Каждый посватавшийся парубок, каждая дивчина, подавшая полотенце, внезапно теряли в ее глазах цену, не стоили доброго слова.

– Посватался! Взял добро! – шипела она с кривой усмешкой.- Будет кормить чужих детей и жинку-недотепу… Разве никто не знает, что она и хлеба спечь не умеет, ей бы только с хлопцами ржать…

– Связалась с этим ледащим… Рябой, гнусавый, да и вор: украл в прошлом году мешок жита с гумна…

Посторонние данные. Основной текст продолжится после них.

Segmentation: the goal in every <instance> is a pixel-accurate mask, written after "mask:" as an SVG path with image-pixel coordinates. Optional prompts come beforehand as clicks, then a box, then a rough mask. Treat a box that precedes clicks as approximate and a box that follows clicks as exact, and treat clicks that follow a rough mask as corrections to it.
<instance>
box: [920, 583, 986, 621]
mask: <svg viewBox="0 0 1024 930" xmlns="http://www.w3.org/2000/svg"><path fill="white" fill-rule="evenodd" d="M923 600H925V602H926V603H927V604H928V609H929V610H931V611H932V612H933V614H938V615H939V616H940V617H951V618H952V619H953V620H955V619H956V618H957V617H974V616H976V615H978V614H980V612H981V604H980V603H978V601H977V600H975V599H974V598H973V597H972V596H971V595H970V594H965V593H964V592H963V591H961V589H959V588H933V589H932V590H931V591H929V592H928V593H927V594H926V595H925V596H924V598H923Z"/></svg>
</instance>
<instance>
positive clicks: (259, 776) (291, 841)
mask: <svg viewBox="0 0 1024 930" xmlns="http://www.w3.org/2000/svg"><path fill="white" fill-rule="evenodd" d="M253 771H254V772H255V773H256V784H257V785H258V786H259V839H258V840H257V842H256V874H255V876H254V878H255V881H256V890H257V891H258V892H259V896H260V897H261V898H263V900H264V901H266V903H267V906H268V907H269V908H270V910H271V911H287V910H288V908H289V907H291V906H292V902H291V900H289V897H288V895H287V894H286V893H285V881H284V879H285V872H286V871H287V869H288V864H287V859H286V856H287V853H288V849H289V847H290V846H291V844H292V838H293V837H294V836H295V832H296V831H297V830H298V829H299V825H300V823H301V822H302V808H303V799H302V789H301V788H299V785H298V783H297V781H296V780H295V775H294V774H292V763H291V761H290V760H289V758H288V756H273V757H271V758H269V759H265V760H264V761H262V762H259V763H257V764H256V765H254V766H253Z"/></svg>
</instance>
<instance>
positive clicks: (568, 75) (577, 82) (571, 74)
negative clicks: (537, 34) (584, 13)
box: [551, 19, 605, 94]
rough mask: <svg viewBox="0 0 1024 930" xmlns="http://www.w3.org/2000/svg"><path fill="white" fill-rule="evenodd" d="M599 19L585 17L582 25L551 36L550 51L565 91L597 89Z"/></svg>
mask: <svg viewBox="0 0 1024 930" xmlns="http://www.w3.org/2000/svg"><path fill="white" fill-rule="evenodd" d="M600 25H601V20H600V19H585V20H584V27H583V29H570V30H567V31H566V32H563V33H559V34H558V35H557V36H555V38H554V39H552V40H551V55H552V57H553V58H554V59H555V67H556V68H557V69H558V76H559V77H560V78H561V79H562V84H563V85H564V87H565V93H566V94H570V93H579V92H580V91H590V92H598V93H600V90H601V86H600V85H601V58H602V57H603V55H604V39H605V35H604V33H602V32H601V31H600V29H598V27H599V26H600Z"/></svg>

Зато, встречаясь с женщинами, у которых были взрослые сыновья, она становилась сладкой и хвасталась дочкой: слава тебе, господи, такая она у нее работящая, такая добрая, послушная, как теленочек…

Время тянулось.

Вечер за вечером просиживали они с Гафийкой в прибранной, как на пасху, хате, в чистой одежде, словно поджидали дорогого гостя, который вот-вот неизвестно откуда придет, застучит сапогами перед хатой, переполошит собак и откроет дверь. У Маланки спрятана была даже в чуланчике среди старого тряпья бутылка водки, о которой, кроме нее, никто не знал,

А вокруг раздавалась музыка, звенели бубны и тревожили ночную тишину пьяные песни. Никто не являлся. Покосившиеся стены халупки, выставив бока, моргали по углам морщинами-тенями, бумажные казаки, подбоченясь, стояли в ряд и молча смотрели на темный свет лампадки, а аккуратные голубки поворачивались перед образами, и длинные тени от их крыльев двигались на низком потолке. Неутихающая тревога, словно дерево из семечка, росла в Маланкиной душе. Неужели не придут? Неужели никто не посватается? Она перебирала в памяти всех парубков-односельчан – и богатых, и средних, и даже бедных, хотя дольше останавливалась на богатых. Соображала, прикидывала и все надеялась. Иногда она думала, что Гафийка сама виновата.

– Эй ты, недотепа! – кричала она на нее, когда Гафийка случайно роняла из рук веретено или задевала что-нибудь по дороге.- Какая из тебя хозяйка выйдет, ты ни ступить, ни сделать ничего как следует не можешь?